Sunday, July 30, 2006

CSS Inheritance Rules

Web development has a number of technolgies that can be used to render a web page. Here's the most important one's for me:
  • HTML
  • CSS
  • Javascript and DHTML
  • Ajax (Using Javascript to make server requests and update portions of the page).
  • Some scripting language - JSP, XSLT, ASP.Net, PHP
  • Flash
CSS is a very important peice in this list of technologies to master, but one most front-end developers think is simple and one that can be ignored or cut-and-pasted. I have a couple interview questions that I ask about CSS and as yet, no one has been able to answer them correctly and confidently. Developers tend to "get by" with css. This is often true with javascript, too.

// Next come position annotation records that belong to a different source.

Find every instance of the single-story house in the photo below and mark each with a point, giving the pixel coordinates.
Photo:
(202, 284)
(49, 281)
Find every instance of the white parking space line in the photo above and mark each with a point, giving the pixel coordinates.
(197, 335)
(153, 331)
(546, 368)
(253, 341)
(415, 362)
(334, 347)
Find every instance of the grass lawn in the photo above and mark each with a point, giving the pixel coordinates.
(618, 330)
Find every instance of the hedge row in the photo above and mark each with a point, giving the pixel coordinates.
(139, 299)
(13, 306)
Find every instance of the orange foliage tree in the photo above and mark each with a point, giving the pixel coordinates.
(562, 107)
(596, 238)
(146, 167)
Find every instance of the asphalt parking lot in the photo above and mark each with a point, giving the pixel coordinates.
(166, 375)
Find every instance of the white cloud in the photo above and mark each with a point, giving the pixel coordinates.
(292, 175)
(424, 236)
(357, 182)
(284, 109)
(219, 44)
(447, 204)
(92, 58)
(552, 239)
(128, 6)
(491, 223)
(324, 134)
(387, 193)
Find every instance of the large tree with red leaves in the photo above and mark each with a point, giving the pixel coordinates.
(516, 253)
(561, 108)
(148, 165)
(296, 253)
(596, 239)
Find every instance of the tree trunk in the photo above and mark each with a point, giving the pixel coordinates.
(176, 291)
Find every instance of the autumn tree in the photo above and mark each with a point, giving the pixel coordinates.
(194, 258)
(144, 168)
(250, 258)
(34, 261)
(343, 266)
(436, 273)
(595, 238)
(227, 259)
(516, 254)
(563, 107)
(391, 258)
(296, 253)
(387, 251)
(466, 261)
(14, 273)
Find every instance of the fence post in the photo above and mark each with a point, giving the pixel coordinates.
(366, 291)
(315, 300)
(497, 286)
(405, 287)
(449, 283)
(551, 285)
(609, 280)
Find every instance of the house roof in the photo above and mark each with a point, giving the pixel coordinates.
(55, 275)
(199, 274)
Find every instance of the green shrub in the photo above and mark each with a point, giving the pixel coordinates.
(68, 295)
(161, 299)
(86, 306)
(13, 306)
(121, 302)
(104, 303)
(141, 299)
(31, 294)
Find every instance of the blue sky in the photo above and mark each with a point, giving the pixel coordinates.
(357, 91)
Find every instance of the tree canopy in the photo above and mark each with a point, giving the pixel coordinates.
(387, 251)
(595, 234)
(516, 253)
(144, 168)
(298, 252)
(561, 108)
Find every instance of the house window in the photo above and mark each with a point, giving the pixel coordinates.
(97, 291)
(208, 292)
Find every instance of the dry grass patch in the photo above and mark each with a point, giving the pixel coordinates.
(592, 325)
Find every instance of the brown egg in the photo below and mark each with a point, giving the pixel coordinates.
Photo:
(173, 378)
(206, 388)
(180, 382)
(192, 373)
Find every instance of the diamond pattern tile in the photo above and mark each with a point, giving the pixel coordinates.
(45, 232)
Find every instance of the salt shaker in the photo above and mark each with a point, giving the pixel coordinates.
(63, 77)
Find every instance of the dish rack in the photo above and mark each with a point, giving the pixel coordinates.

I mainly want to know if the interviewee knows how cascading works in CSS. Specifically, I ask:
"Can you give me the formula for determining how a style rule is applied to an element when there are multiple rules that could apply?"

Or in CSS vernacular -

"How do you calculate a selectors specificity?" The answer is here

This isn't critical to being hired, but understanding the algorithms used by browsers to handle rule conflicts in CSS will only help your web development and shows you have a handle on this area of web development. Of course, using CSS in a practical way requires a deeper knowledge of the actual declaration properties that can be applied to the HTML elements. This just comes with time and experience.

Tuesday, July 25, 2006

Reusing JSTL tags

We're using jsp and tag libraries pretty heavily in the enterprise application at Jobster. I had a chance to rewrite the application front-end code a few months ago, and came away with an infrastructure and architecture that is pretty nice for reusing components and 'widgets' on the front end.

For example, the list of jobs, and the list of prospects might have many similarities in HTML and CSS. Having these two pages use the same tag to render the parts that are similar is a win - reducing code, making it easier to maintain and update.

In our case, we have many lists (recruiters, prospects, contacts, employees, jobs, sources, messages to name a few) that have similarities.

I ended up with a mini-MVC architecture in the tag libraries. Where some tags took on Model properties, some took on Controller properties, and some acted more like Views.

The model type tags were needed to get the data in a very predictable consistent format. Lists of Maps was the preferred approach. If the data for one job list was slightly different than another job list, I used the model tags to convert and standardize. If I was handed a list of "Job" objects, I would convert to lists and maps.

The controller tags were application/use specific - they were used to combine the right data with the right view. For example, the recruiter list and the contact list are both lists of people, but they displayed different properties for each person in the list. The controller tag in this case accepts the data for the recruiter (a java.util.List object), calls the correct table row tag for each item in the list to generate the recruiter specific row, and passes these results to the view tag for final rendering.

The view tags are application agnostic. They accept strings and output them. This is a nice split, as the view tags can be reused easily. CSS becomes the only way to create different looks, the HTML is always consistent and predictable. There are view tags for the different parts of the page. Each is a wrapper that may include the results of another tag.

Most of my tags ended up being controller tags. Most of the changes occur in Layout tags. Code size reduced by 25%. Page weight reduced by 50%.

Once this infrastructure was in place, we were able to go through a complete redesign of 230 screens in the recruiter enterprise application - implementing a new brand in about 5 days (front-end coding). Most of modification occured in the wrapper view tags, and the CSS files. Past redesigns would take significantly longer.